Makûs talihimizi hayra tebdil ederek Türkiye'ye bayram yaptıracak Kuvay-ı Milliye kadrosunun Türk siyasi hayatına çıkardığı Bağımsız Türkiye Partisi'ni (BTP), ülkemizin problemlerini 24 saatte çözecek projeler ve Türkiye'yi kâinat devleti yapma vizyonu ile yola çıkarak, kısa zamanda, "zillet içinde izzet bulunmaz" diyen yediden yetmişe insanımız için cazibe merkezi oldu. Milletimiz, "Bu vatan ancak bu kadro ile kurtulur" demekte
Prof. Dr. Haydar Baş'ın mimarlığını yaptığı Kuvay-ı Milliye hareketinin gerçekleştirdiği mitingler ve toplantılarda, Kuvay-ı Milliye kadrosu ve önderi, Türkiye'nin meselelerine hem vakıf hem de sahip olduklarını gösterdi. Kuşatılan ülkemizin problemleri için pratik çözüm yolları sunarak geleceğe güven umudu aşıladı. Milletimiz, bu geri çekilişe "dur" diyecek kadroyu karşılarında görünce... Türkiye'nin içinde bulunduğu karanlık tünel ve bu tünelden çıkış yollarını bu kadrodan öğrendiklerinde "İş Baş'a düştü" kararı verince... Kuvay-ı Milliye kadrosu ve önderini, Türkiye'yi düştüğü yerden ayağa kaldıracak tek kadro ve tek lider olarak gördüğünü söyleyince... 25 Eylül 2001'de, Bağımsız Türkiye Partisi, 41. parti olarak Türk siyasi hayatındaki yerini aldı.

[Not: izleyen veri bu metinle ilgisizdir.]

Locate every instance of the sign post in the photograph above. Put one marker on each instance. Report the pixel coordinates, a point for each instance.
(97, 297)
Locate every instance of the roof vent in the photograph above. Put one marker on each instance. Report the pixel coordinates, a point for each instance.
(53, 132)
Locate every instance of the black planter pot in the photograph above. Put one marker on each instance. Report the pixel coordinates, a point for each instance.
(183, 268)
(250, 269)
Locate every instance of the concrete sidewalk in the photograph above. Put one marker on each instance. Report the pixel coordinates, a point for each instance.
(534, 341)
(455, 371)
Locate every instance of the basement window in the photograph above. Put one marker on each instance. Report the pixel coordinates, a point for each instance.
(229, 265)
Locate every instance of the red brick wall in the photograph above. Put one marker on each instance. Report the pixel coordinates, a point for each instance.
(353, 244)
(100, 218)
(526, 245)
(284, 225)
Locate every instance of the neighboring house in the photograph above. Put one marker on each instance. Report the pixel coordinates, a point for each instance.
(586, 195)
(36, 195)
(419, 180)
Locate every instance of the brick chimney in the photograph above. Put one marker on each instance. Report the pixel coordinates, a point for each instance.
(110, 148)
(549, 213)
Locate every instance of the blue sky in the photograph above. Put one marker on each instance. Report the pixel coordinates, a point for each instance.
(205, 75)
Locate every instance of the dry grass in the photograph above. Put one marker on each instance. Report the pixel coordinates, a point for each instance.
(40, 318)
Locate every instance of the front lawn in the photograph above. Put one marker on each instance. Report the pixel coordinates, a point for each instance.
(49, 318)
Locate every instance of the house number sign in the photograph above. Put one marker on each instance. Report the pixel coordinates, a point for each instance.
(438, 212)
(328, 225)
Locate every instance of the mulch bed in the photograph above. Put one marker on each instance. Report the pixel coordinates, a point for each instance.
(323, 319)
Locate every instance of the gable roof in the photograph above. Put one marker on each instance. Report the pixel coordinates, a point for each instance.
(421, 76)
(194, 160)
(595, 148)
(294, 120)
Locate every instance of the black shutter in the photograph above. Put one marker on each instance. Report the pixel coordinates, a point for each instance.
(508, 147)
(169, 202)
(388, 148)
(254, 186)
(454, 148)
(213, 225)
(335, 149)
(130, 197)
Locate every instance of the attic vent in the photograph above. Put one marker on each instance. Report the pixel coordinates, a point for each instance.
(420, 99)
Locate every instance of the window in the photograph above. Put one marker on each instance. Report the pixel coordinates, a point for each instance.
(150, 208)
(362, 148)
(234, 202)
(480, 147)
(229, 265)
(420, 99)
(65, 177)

MAKUS TALİHİ DE?İŞTİRECEK OLUŞUM
Genel Başkanlığına Prof. Dr. Ata Selçuk'un getirildiği Bağımsız Türkiye Partisi (BTP), daha kurulur kurulmaz bir ilke imza attı. Türkiye'nin hemen tamamında çok kısa bir zamanda örgütlenme rekoru kırdı. Olağan Büyük Kongresini bile yaptı. Ve ilk genel seçime hazır hale geldi.
BTP'nin Türk siyasi hayatına girişi ile birlikte Bağımsız Türkiye hasreti vuslata döndü. BTP, kısa zamanda Türkiye'nin en büyük sigortası, bir cazibe merkezi haline geldi. AB'ye, IMF'ye karşı milli duruştan yana tavır koyan, "zillet içinde izzet bulunmaz" diyen, kurtuluşu mandacılıkta, himayecilikte, borç üstüne borçta değil de milletin maddi-manevi bizzat kendi kaynaklarında arayanların akınına uğradı. Bu akın Türkiye'nin makus talihini hayra tebdil edecek adresi gösterdi. Kuvay-ı Milliye saflarında yer almak isteyen partili, partisiz yüz binlerce vatandaş BTP'ye üyelik için birbiriyle yarışır oldu.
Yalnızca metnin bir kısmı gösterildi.